The title sounds like a bunch of random nonsensical words strung together, but bear with me. AWS announced general availability for RDS Proxy at re:Invent 2019 - a highly available proxy for (you guessed it) RDS that pools database connections for your serverless functions to improve performance and decrease load on your databases. In this post I’ll be discussing more about the purpose of RDS and how to set it up for your Lambda functions.
Serverless has gained so much popularity in the last few years due to the scalable nature of running code in ephemeral functions. This is great because you only need to run code when you absolutely need to rather than having an always-on server sitting idle when it’s not receiving any traffic. However, one of the things that has taken some time to catch up is making database connections from a serverless function.
When running code on an always-on server, if you’re connecting to a database (E.g. MySQL or Postgres) usually your application will automatically handle database connection pooling.
Connection pooling is when a certain number of database connections are kept alive so that when a request comes in that needs to query the database it doesn’t need to create a new connection every time, it can borrow one of the existing connections from the connection pool. This saves on CPU and memory usage for the database since the only calls to the db are the ones that query data, rather than creating/closing connections concurrently. In Lambda functions we don’t have that luxury, and this has been a problem for some time.
Since Lambda functions are stateless and asynchronous, meaning that state from one function doesn’t carry over to any subsequent Lambda calls, database connections can’t be kept alive. Every database connection must be opened and closed during the runtime of the function. This has been a problem for many and the only real way to mitigate this issue was to control the concurrency of your lambdas to prevent them from flooding the database when they scale. There were some solutions that managed to reuse connections while the lambda was still warm but this was far from ideal and seemed more of a hack than a solution to a very clear problem in serverless architecture.
Introducing RDS Proxy
To solve this problem, AWS introduced RDS Proxy. When using RDS Proxy in front of your database, the Proxy will manage connection pools for you and allow your Lambda functions to borrow existing connections rather than create new ones. Then your Proxy will forward your request to RDS and return the result. Besides offering speed and scalability to your Lambda functions, Proxy also automatically fails over to standby databases if your primary database fails while preserving application connections. Proxy helps to mitigate database failures due to too many connections by allowing you to control the number of connections Proxy will allow. This means you could set it to only use 80% of the allowed maximum connections to prevent overloading your database. While it does help to scale, it is still limited by the maximum number of connections your database can allow.

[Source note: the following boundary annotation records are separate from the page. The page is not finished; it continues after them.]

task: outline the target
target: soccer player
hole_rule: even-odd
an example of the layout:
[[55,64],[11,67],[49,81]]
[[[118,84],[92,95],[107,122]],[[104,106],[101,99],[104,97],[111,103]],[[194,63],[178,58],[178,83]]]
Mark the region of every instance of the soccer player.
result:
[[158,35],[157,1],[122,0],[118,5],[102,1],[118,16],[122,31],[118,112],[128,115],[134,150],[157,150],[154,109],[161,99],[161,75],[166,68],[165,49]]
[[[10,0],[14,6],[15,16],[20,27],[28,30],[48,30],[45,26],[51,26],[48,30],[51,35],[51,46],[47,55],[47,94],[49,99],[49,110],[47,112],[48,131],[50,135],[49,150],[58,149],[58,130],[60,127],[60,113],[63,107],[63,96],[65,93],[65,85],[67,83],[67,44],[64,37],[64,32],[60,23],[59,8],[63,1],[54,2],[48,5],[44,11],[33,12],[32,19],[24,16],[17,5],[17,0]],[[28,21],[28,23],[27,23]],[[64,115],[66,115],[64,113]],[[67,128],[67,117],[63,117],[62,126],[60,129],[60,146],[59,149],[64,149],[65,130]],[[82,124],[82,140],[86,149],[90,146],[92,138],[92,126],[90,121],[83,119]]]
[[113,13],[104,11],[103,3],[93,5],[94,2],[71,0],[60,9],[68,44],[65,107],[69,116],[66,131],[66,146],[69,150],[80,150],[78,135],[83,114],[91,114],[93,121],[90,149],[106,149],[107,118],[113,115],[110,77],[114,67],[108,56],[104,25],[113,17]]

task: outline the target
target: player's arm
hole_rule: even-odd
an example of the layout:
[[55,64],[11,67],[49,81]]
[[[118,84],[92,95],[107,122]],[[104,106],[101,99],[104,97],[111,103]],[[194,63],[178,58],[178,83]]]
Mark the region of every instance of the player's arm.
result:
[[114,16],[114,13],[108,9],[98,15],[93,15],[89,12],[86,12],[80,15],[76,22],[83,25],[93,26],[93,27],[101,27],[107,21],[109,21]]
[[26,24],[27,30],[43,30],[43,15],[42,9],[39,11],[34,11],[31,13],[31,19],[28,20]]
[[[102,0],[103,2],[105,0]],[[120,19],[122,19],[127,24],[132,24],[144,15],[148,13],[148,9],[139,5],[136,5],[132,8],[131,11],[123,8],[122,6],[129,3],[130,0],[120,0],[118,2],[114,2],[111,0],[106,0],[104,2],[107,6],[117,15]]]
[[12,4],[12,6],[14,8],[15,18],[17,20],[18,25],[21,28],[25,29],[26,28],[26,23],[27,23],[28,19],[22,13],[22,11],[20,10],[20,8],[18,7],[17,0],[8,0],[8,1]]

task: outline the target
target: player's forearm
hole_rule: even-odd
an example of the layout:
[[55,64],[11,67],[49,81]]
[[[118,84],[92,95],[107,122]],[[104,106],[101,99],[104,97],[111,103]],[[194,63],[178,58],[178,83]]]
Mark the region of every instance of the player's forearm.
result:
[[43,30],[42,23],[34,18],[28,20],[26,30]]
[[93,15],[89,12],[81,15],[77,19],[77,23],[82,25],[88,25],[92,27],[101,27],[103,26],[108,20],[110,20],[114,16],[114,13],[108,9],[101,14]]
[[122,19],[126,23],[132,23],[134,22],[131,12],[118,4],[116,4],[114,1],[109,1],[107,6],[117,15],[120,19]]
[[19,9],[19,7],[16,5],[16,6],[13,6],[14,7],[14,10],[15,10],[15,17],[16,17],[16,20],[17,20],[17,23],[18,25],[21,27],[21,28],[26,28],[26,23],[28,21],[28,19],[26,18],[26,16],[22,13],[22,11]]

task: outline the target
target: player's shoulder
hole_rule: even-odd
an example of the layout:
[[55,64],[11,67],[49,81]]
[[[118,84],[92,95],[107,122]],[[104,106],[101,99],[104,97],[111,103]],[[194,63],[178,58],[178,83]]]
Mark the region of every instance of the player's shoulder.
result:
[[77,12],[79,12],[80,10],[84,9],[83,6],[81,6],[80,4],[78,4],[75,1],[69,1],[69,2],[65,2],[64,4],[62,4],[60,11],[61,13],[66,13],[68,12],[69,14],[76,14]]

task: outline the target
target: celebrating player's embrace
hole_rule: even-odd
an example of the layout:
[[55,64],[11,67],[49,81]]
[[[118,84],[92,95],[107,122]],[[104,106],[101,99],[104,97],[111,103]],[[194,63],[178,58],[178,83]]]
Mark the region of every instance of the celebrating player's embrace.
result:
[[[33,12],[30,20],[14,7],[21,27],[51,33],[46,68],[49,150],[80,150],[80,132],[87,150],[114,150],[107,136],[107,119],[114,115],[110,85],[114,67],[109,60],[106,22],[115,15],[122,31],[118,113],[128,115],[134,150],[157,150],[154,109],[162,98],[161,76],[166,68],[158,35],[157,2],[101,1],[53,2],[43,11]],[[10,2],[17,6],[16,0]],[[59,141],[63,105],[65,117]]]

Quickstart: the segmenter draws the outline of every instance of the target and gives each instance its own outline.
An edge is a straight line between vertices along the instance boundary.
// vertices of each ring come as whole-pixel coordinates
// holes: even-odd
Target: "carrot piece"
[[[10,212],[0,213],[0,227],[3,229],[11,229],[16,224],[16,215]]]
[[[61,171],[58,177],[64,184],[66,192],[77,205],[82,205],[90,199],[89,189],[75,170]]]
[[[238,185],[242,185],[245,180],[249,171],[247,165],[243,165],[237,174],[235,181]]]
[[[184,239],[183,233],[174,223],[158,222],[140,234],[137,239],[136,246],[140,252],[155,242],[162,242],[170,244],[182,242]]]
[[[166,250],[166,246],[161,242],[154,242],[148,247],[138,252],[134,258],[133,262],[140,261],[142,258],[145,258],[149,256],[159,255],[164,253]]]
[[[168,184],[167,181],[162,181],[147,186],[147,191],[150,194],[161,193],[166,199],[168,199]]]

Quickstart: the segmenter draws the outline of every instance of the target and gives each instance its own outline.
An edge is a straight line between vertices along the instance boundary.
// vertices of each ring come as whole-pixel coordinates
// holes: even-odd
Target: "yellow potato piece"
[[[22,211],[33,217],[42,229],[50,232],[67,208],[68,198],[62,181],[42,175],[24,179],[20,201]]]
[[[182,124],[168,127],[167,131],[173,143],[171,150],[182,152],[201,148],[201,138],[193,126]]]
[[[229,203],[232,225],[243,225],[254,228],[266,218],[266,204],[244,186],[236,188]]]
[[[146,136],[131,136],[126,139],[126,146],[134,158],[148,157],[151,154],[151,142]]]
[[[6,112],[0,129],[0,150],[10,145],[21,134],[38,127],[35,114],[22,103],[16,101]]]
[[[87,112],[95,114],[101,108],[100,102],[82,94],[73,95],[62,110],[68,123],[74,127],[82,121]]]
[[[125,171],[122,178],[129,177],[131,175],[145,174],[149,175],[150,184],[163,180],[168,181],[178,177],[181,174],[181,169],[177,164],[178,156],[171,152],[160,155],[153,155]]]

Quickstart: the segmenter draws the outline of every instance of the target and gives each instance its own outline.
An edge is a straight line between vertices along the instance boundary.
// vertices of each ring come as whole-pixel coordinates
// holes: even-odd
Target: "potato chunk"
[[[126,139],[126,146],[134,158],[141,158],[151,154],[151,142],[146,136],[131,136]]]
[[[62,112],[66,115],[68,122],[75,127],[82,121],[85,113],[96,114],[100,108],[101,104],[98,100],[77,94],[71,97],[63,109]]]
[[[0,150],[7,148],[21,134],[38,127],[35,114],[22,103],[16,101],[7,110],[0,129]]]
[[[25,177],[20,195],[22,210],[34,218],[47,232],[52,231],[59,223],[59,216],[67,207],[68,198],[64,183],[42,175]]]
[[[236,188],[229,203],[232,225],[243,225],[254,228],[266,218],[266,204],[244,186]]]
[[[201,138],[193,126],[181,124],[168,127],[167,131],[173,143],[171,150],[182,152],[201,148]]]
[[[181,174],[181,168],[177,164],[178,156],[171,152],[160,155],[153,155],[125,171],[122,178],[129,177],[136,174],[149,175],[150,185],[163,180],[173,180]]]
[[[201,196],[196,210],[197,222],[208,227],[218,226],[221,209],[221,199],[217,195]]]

RDS Proxy can also add additional security to your databases. It uses database credentials stored in Secrets Manager to connect to the database, but your Lambda can use IAM authentication by using the AWS SDK to generate a signed password to connect to the Proxy
This is a good summary of the authentication process that occurs when your application queries a database through RDS Proxy.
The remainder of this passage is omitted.